Pengembangan model dapat dijelaskan sebagai berikut. Model pembelajaran sastra dengan pendekatan hermenutik ini
dirancang secara sistematis sesuai dengan kebutuhan dan karakteristik siswa. Hasil analisis ini dijadikan untuk
merumuskan dan menentukan indikator pembelajaran, dan tujuan pembelajaran. Indikator pembelajaran dan tujuan
pembelajaran digunakan untuk menentukan konsep-konsep yang harus diajarkan dan capaian dalam pembelajaran
sastra dengan pendekatan hermenutik. Tujuan pembelajaran menjadi target capaian dalam pembelajaran sastra.
Aktivitas yang dilakukan meliputi menilai, menelaah, dan menvalidasi model yang dikembangkan dirancang
dalam bentuk lembar validasi. Lembar validasi diberikan kepada ahli yang berkompeten untuk berkontribusi menilai,
menelaah, dan memvalidasi model pembelajaran sastra dengan pendekatan hermenutik yang dikembangkan. Setelah
model divalidasi oleh validator dan hasilnya menunjukkan bahwa model pembelajaran inquiry yang dirancang sudah
valid.

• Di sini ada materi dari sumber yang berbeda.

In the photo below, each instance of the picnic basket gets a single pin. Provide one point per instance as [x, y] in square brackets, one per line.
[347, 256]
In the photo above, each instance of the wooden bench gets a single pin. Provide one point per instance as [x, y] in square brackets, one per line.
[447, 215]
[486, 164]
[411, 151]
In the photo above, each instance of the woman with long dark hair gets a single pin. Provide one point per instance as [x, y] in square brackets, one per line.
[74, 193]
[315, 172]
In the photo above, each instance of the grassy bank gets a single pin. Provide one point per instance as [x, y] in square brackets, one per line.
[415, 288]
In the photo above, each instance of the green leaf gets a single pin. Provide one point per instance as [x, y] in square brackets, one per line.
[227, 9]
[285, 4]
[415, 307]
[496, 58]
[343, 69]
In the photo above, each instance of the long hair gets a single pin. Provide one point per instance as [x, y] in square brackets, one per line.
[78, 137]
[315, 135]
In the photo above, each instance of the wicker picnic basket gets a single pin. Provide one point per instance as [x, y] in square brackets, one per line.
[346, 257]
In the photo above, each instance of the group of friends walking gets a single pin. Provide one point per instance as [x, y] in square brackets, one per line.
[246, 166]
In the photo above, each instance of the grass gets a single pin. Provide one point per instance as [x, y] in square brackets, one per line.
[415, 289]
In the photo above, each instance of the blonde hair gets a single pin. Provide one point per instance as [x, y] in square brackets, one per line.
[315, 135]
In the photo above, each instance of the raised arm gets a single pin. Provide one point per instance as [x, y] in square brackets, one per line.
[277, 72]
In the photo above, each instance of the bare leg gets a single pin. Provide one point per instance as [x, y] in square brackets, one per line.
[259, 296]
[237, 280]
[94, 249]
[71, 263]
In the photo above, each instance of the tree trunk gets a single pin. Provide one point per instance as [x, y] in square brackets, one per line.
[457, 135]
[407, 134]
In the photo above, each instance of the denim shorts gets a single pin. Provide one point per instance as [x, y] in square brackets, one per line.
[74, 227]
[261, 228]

Artinya, model yang dikembangkan sudah layak untuk diujicobakan. Aspek yang dinilai terhadap model, terdiri
atas aspek isi model, aspek penyajian/keterbacaan model, dan aspek kegrafikaan model. Hasil validasi model
menunjukkan bahwa model yang dirancang telah mengacu capaian yang akan dicapai, materi dapat menunjang
pencapaian kompetensi dasar, dan materi dapat menunjang kemampuan siswa untuk belajar melalui pendekatan
hermeneutik.
Hasil validasi untuk aspek penyajian/keterbacaan model tergolong sangat valid yang mengandung makna
bahwa model mempunyai judul yang jelas, model memiliki petunjuk untuk siswa dan untuk guru, model mendorong
siswa belajar secara aktif, serta model dapat memberikan kesempatan kepada siswa untuk menyelesaikan
pembelajaran sesuai dengan kemampuan masing-masing. Hasil validasi untuk aspek kegrafikaan model tergolong
sangat valid. Tulisan pada halaman judul jelas dan menarik, model menggunakan kalimat yang sesuai dengan tata
bahasa yang baik dan benar, penggunaan kata dan istilah masih sederhana, ejaan dan tanda baca juga sudah baik, serta
ukuran huruf yang digunakan dalam model sudah baik.
Untuk memperoleh praktikalitas model pembelajaran sastra dengan pendekatan hermenutik, maka dilakukan
observasi atau pengamatan pelaksanaan pembelajaran sastra dengan menggunakan model yang dikembangkan.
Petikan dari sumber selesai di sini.